Chairman of the Riigikogu’s Economic Affairs Committee Aivar Kokk (IRL) recommends to create a so-called "Team Estonia." The mission of this unit, likely to be modeled on the similarly built Team Finnland across the gulf, would be to promote the Estonian industry and logistics sector abroad.
“The turnover of the logistics sector in Estonia has decreased by a factor of four compared to 2006,” Kokk said. “Creating conditions for business that are competitive with those in the neighboring countries, some 10 percent growth in the transit sector would mean a great economic gain for the state, and increase our export capacity more broadly,” he added.
Kokk said that today Estonia faced a situation where in the coming years, the state would need to subsidize the railway with up to €23 million a year.

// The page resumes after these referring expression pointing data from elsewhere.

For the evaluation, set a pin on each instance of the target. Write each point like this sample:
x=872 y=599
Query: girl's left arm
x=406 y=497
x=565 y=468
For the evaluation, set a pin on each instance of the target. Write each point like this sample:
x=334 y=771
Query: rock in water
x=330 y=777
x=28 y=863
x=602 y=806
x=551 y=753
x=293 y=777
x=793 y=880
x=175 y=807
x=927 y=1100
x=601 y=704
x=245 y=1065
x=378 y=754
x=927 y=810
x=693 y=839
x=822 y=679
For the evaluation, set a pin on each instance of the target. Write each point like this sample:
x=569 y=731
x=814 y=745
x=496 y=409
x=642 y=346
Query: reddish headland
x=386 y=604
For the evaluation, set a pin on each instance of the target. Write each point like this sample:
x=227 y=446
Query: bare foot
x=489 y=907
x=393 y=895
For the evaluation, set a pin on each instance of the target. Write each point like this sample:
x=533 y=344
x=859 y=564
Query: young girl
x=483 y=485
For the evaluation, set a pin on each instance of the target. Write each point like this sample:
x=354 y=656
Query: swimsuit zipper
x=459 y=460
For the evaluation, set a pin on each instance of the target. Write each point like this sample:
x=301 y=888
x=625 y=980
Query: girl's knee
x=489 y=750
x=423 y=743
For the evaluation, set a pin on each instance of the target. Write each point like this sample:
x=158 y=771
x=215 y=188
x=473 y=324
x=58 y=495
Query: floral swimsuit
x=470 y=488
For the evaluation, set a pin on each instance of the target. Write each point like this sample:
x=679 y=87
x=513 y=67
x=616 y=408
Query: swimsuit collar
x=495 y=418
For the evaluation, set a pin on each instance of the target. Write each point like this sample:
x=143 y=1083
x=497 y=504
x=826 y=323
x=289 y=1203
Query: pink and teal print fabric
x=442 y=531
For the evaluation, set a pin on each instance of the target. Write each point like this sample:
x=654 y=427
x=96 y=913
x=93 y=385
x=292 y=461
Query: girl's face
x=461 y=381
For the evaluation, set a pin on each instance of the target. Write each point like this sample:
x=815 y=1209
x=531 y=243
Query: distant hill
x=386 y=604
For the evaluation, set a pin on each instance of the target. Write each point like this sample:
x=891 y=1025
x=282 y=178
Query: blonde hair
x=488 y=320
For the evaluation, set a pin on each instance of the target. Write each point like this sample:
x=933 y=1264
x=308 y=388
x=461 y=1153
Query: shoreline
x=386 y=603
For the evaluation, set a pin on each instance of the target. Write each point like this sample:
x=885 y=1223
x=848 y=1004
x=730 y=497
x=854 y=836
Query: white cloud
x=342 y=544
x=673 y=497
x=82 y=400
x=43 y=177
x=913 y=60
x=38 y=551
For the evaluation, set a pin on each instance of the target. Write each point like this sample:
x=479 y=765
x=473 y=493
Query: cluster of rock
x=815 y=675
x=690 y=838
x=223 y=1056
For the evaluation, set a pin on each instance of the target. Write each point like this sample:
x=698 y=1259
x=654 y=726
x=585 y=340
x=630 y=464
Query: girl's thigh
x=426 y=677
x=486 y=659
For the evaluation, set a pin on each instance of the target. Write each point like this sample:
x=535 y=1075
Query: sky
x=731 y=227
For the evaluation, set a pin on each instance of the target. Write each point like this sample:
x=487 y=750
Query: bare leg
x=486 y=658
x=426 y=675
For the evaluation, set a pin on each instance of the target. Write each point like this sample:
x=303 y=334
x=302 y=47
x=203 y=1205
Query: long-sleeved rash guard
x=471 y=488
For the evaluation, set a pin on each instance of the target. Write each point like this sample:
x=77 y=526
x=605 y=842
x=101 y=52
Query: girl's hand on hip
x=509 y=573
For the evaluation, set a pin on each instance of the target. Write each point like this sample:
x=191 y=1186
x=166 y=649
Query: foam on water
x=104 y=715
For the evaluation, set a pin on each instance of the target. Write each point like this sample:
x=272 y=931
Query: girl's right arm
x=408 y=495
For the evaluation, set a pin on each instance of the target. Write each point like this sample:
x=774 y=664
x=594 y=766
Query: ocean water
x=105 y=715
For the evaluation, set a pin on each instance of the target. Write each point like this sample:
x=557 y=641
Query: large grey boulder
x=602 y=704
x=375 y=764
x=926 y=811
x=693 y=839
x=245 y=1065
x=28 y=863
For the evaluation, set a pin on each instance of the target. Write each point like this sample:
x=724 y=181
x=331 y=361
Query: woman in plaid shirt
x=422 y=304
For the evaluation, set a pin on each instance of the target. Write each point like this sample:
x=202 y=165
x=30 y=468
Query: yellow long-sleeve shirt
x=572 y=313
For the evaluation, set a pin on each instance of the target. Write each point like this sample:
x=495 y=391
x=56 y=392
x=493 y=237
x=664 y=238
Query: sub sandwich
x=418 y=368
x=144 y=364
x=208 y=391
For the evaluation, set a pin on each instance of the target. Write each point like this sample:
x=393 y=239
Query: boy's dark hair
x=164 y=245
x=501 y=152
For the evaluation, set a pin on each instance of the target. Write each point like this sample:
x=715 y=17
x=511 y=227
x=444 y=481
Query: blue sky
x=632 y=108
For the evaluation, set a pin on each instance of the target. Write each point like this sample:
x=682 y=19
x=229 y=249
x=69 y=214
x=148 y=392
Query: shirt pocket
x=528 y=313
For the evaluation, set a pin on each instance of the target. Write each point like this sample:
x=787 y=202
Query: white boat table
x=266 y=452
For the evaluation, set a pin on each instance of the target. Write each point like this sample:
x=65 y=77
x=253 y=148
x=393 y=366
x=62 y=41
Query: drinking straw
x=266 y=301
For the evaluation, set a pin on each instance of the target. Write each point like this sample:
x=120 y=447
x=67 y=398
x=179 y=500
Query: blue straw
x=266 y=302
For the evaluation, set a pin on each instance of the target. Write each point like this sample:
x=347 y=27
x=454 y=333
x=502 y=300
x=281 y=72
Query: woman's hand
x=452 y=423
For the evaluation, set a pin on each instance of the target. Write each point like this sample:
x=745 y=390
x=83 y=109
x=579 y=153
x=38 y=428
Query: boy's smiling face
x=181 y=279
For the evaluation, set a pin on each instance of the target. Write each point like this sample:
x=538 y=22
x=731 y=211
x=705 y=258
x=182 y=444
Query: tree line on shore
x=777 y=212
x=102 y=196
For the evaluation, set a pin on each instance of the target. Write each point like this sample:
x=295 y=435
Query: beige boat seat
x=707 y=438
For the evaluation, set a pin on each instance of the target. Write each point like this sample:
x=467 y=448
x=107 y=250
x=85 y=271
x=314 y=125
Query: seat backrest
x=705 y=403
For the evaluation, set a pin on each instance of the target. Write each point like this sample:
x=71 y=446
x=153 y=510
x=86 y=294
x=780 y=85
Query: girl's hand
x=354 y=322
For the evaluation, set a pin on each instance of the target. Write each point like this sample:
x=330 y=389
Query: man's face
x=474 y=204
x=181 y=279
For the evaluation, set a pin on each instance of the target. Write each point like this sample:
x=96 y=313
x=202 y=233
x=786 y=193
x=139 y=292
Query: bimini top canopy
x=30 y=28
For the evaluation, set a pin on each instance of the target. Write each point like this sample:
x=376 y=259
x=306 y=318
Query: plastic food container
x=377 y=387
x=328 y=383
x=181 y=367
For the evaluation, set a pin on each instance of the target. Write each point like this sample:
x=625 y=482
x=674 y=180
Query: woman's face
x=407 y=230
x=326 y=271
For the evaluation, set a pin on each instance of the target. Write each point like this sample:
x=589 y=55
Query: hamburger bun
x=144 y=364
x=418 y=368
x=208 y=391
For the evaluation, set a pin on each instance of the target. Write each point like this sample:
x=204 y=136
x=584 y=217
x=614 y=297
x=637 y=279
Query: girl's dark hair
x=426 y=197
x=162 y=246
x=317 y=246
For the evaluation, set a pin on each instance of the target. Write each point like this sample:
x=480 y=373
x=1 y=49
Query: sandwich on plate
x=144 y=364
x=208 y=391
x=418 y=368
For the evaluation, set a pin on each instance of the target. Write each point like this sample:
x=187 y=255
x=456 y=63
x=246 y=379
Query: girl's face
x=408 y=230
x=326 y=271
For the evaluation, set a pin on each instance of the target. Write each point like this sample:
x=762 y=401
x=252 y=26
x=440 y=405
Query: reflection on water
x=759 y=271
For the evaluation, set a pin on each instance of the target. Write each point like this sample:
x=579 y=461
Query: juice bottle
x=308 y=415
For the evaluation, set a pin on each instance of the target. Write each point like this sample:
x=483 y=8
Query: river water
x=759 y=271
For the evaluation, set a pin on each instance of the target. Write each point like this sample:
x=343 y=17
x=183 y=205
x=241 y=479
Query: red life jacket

Team Estonia would work to find freight volumes for Estonia’s existing and future transport networks as well as promote the production of its industry concentrating on sustainable energy production, Kokk said. As a first step towards establishing it, a meeting with state railway company AS Eesti Raudtee as well as businesses active in the Estonian transit sector is planned for March.
The clear aim of the meeting was to find a way to better sell Estonian transit services abroad, Kokk said.
Sulling: Minister in charge of developing foreign trade would make more sense
Former minister of trade and entrepreneurship, Anne Sulling (Reform), wrote in a comment in January this year that Finland had consolidated its efforts in foreign trade, foreign investment, and tourism in a state-owned company, Finpro.
A bit like Enterprise Estonia, Finpro employs 240 people, 31 of which work abroad. Its representatives are embassy residents and have clear targets in terms of developing foreign trade with the country they are in. To involve the ambassadors more, they are included in the responsibility to realize the company’s targets.
Team Finland, which brings all of the state’s related efforts together, coordinates all of this, supporting exporters, attracting foreign investors, and marketing Finland internationally. This is directed from the office of the prime minister, and hence given top priority.
Sulling wrote that there were people in Estonia that thought the model should be copied, and a Team Estonia created. Sulling herself suggested a different approach, quoting a Team Finland representative who told her that their aim, namely the consolidation of state efforts, was Estonia’s starting point. Enterprise Estonia was already taking care of that.
But if Estonia had a minister in charge of developing foreign trade, who could better direct Enterprise Estonia and coordinate efforts among the members of the government, parliament, and other institutions, then an independent structure beyond the existing one wouldn’t be needed, Sulling wrote.